Following pressure over its prolonged presence in Russia, Renault has stated that it will sell its majority holding in Avtovaz. The French automaker announced that it will sell its 68 percent stake in Renault Russia to a Russian science institute, while its shares in Renault Russia will be donated to the city of Moscow.
Renault’s Russian assets, according to Moscow, have now become state property.
It is the first time since the invasion of Ukraine that Russia has nationalised a significant international company.
“Agreements were signed on the transfer of Russian assets of the Renault Group to the Russian Federation and the government of Moscow,” Russia’s industry and trade ministry said.
The deal’s financial terms were not disclosed, although Russian Industry and Trade Minister Denis Manturov stated in April that Renault wanted to sell its Russian holdings for “one symbolic rouble.”
Renault Group’s board of directors approved arrangements to sell Renault Russia to the Moscow city body, as well as its 67.69 per cent ownership in Avtovaz to the Russian Central Research and Development Automobile and Engine Institute, according to a statement released Monday (Nami).
Renault’s Moscow plant, Avtoframos, which produces Renault and Nissan vehicles, was also included in the purchase.
The plant’s production will now recommence under the Soviet-era Moskvich name, according to Moscow Mayor Sergei Sobyanin.
Renault boss Luca de Meo said: “Today, we have taken a difficult but necessary decision; and we are making a responsible choice towards our 45,000 employees in Russia, while preserving the group’s performance and our ability to return to the country in the future, in a different context.”
The deal, which Renault estimates will cost €2.2 billion ($2.29 billion), includes a six-year option for the group to purchase back its stake in Avtovaz.
Avtovaz is Russia’s largest automobile manufacturer, producing the popular Lada brand.
Renault stated in March that its Moscow factory would be shut down.
It occurred after Ukrainian President Volodymyr Zelensky demanded that Renault and other French corporations leave Russia, accusing them of “funding the slaughter of women and children.”

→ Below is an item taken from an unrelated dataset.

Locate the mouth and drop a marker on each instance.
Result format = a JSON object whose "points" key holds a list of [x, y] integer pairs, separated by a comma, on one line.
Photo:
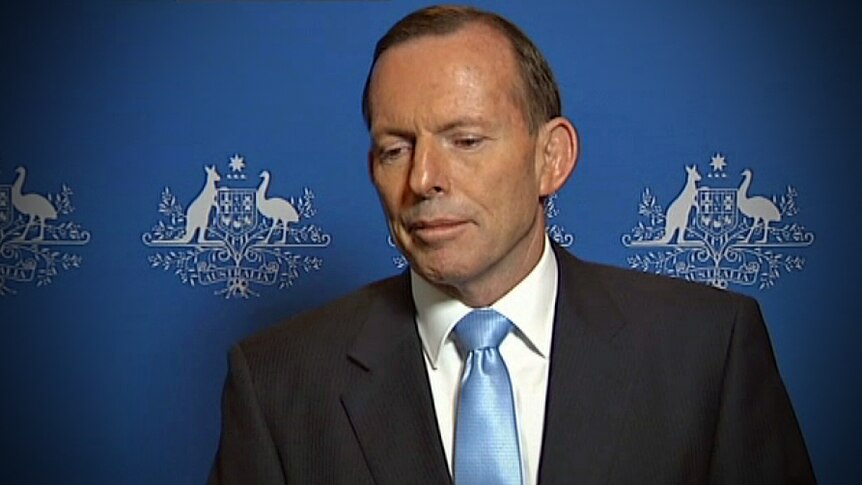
{"points": [[438, 230]]}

Renault’s CEO, Luca de Meo, said the company was making a responsible decision, but how much of a choice did it have?
The corporation hesitated in the early days of the conflict, opting to stay in Russia when other multinational brands left.
However, it halted operations in late March after being named by Ukraine’s President Zelensky, who said that Western corporations in Russia were helping to pay Vladimir Putin’s war.

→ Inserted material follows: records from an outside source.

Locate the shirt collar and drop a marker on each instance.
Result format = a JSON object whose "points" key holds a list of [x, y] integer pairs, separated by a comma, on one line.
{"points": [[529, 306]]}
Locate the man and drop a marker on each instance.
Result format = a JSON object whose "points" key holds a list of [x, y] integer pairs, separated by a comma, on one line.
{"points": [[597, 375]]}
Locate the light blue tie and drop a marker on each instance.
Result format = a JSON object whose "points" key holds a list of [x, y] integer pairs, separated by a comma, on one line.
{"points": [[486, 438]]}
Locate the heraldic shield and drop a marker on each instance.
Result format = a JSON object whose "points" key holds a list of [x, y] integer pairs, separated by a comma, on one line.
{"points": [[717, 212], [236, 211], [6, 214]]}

Renault estimates that abandoning its Russian business will cost $2.3 billion. It will lose a significant market that was once considered as a crucial source of growth. It will also lose Lada, a brand that was essential to Renault’s inexpensive car strategy.
Renault may conceivably not stay in Russia. However, it has already suffered significant reputational damage.

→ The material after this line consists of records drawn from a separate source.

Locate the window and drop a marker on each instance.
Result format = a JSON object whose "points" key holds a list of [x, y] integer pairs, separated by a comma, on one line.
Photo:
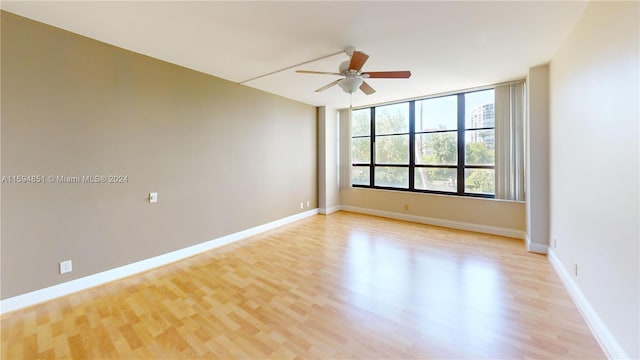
{"points": [[443, 145]]}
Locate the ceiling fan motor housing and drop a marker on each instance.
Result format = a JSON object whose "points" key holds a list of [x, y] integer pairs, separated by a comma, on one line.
{"points": [[344, 67]]}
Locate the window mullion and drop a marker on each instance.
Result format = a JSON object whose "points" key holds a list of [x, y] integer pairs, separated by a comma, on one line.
{"points": [[412, 142], [373, 147], [461, 125]]}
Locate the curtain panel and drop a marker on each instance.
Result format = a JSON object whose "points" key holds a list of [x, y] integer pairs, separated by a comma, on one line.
{"points": [[509, 127]]}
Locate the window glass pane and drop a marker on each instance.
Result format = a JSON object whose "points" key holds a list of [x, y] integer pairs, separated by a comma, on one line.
{"points": [[437, 149], [392, 176], [361, 122], [392, 149], [480, 147], [437, 114], [392, 119], [479, 109], [360, 175], [479, 181], [439, 179], [361, 150]]}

Since Russia’s invasion of Ukraine in February, hundreds of worldwide brands, including Starbucks, Coca-Cola, Levi’s, and Apple, have departed the country, with many more considering to sell their enterprises there.
Shell revealed last week that it had agreed to sell over 400 of its petrol outlets in Russia to Lukoil, the country’s second largest oil company.
Moscow has repeatedly warned that it may nationalise idle firms or production lines.